Willsboro, NY-based Northern New York Agricultural Development Program (NNYADP) is funding on-farm trials of three types of berries—Juneberries, Honeyberries and Aronia berries—to see how well the berries adapt and thrive growing in the state. All three berries are Northern-climate tolerant and the NNYADP is behind seven farms in Northern New York hosting commercial trials of the berries. In total, the conclusive report on the trials will include notes on 11 commercial varieties of Juneberries, 15 varieties of Honeyberries and four commercial varieties of Aronia berries.
On Wellesley Island in New York State grower Dani Baker of Cross Island Farms has all three types of berries growing on her farm.
Honeyberries: Honeyberries are an edible honeysuckle also known as Haskaps and have been growing for some time in Canada but not as much in the U.S. “I’m just starting to produce them, and they have a very complex flavor. I find them more interesting than commercial blueberries,” says Baker, adding that these berries are a combination of sweet-tart. “They’re very drought tolerant which blueberries are not. I can see them, along with the Juneberries, becoming a popular fresh-eating berry,” she notes.

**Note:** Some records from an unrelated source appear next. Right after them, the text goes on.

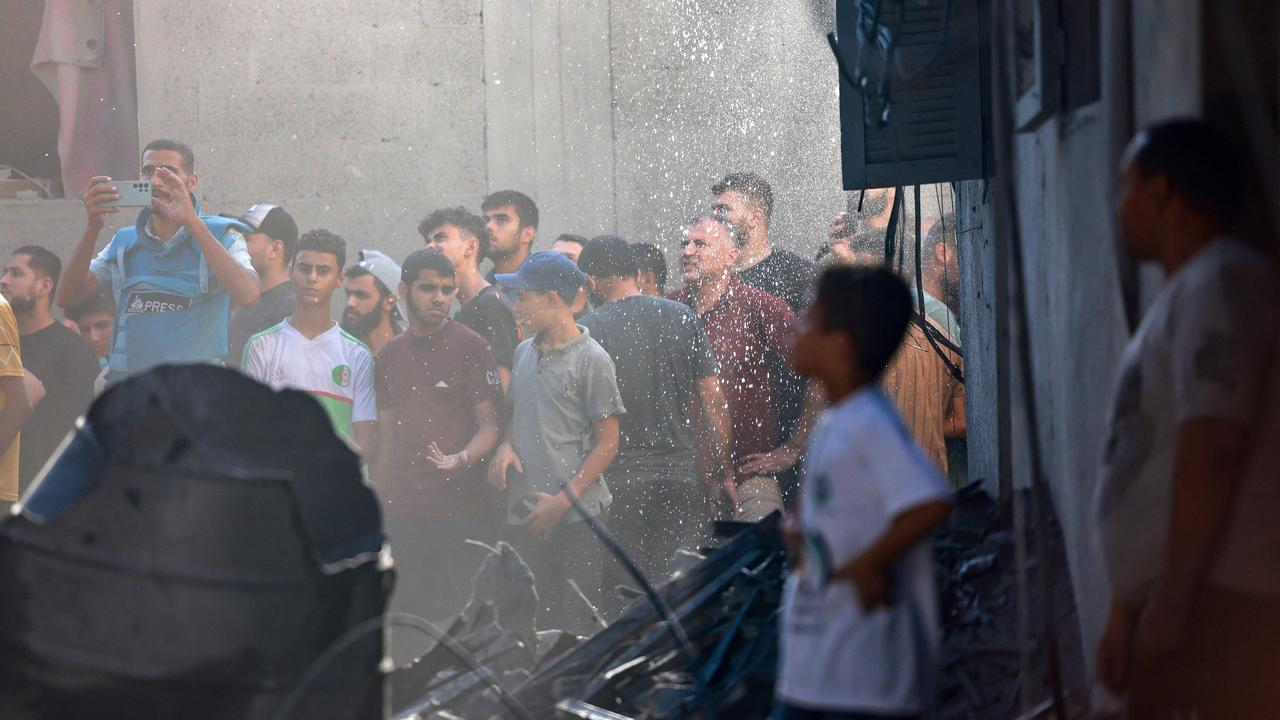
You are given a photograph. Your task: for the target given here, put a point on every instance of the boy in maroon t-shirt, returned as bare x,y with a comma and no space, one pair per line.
438,395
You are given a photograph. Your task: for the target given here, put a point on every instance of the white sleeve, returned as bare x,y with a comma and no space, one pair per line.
254,361
1221,341
903,474
364,397
238,250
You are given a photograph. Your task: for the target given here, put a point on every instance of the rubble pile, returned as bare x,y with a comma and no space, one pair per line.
726,604
977,584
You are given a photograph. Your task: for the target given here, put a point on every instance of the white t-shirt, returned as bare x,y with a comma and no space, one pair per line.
334,368
1202,351
863,470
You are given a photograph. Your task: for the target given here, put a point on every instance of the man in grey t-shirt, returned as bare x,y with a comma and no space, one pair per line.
663,361
565,405
1188,499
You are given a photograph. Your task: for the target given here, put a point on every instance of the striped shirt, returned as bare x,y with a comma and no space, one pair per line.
334,368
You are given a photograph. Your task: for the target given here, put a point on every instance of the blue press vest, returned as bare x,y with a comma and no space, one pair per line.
169,306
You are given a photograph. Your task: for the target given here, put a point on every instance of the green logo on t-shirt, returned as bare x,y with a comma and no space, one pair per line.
342,376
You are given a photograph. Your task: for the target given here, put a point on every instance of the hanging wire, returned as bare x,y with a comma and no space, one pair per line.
931,333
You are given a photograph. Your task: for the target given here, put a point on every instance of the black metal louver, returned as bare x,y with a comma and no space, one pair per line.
917,114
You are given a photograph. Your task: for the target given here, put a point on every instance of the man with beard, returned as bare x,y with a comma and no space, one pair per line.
663,361
438,396
373,311
50,351
272,242
749,331
512,220
307,351
746,200
464,238
174,273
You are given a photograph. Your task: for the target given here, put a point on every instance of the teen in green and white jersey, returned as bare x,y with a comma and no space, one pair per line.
310,352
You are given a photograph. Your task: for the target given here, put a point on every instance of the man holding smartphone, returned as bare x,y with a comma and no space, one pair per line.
174,273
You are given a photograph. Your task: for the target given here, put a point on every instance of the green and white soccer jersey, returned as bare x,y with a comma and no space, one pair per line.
334,368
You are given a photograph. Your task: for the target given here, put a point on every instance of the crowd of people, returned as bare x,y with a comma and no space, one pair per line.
576,379
480,400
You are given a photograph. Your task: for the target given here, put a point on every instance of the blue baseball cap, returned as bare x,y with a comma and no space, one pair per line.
545,272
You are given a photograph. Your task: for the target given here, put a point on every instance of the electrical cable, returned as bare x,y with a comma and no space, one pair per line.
403,620
891,231
929,331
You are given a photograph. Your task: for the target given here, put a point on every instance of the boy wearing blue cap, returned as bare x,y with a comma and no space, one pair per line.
565,404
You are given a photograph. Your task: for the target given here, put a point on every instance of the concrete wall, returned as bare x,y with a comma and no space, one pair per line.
616,117
704,87
355,115
1064,176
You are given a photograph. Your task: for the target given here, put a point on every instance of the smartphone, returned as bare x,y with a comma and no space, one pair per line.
133,194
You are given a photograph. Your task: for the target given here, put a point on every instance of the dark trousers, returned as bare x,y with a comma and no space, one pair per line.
571,552
650,519
784,711
1229,666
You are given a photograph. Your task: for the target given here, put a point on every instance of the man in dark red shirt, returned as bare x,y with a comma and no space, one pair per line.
749,331
438,393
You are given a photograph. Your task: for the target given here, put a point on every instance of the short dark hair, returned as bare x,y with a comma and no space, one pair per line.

Juneberries: Unlike Aronia berries and Honeyberries, Juneberries are more challenging to grow given they’re prone to numerous pests and diseases. “I have a variety called the Regent and they look really good this year,” she says. “They’ve been growing here for seven years and this is the first year I may actually have a crop.” She notes that these are the first berries the NNYADP has been producing on the farm and they’ve received positive responses in consumer taste tests. As their name suggests, these grow in June though later in the month than Honeyberries.
Aronia berries: Consumers are less familiar with these berries which tend to be darker berries, almost black. Baker notes they’re also tannic and when left on the vine for a long time, sweeten up significantly. Like Honeyberries, they also don’t have much disease and pest pressure and can be grown organically. (Baker grows all organic product.)
However, unlike the other two fresh-eating berries, Baker sees the Aronia berry as more of a processing berry. “The tannin goes away once you process them so I can see these being very popular as a value-added item for things like yogurts or juices or pies,” she says.
While the NNYADP’s work continues with the farmers in New York State on the growing trials, for now Baker sees these as largely U-pick items on her farm and with potential commercial growth down the road.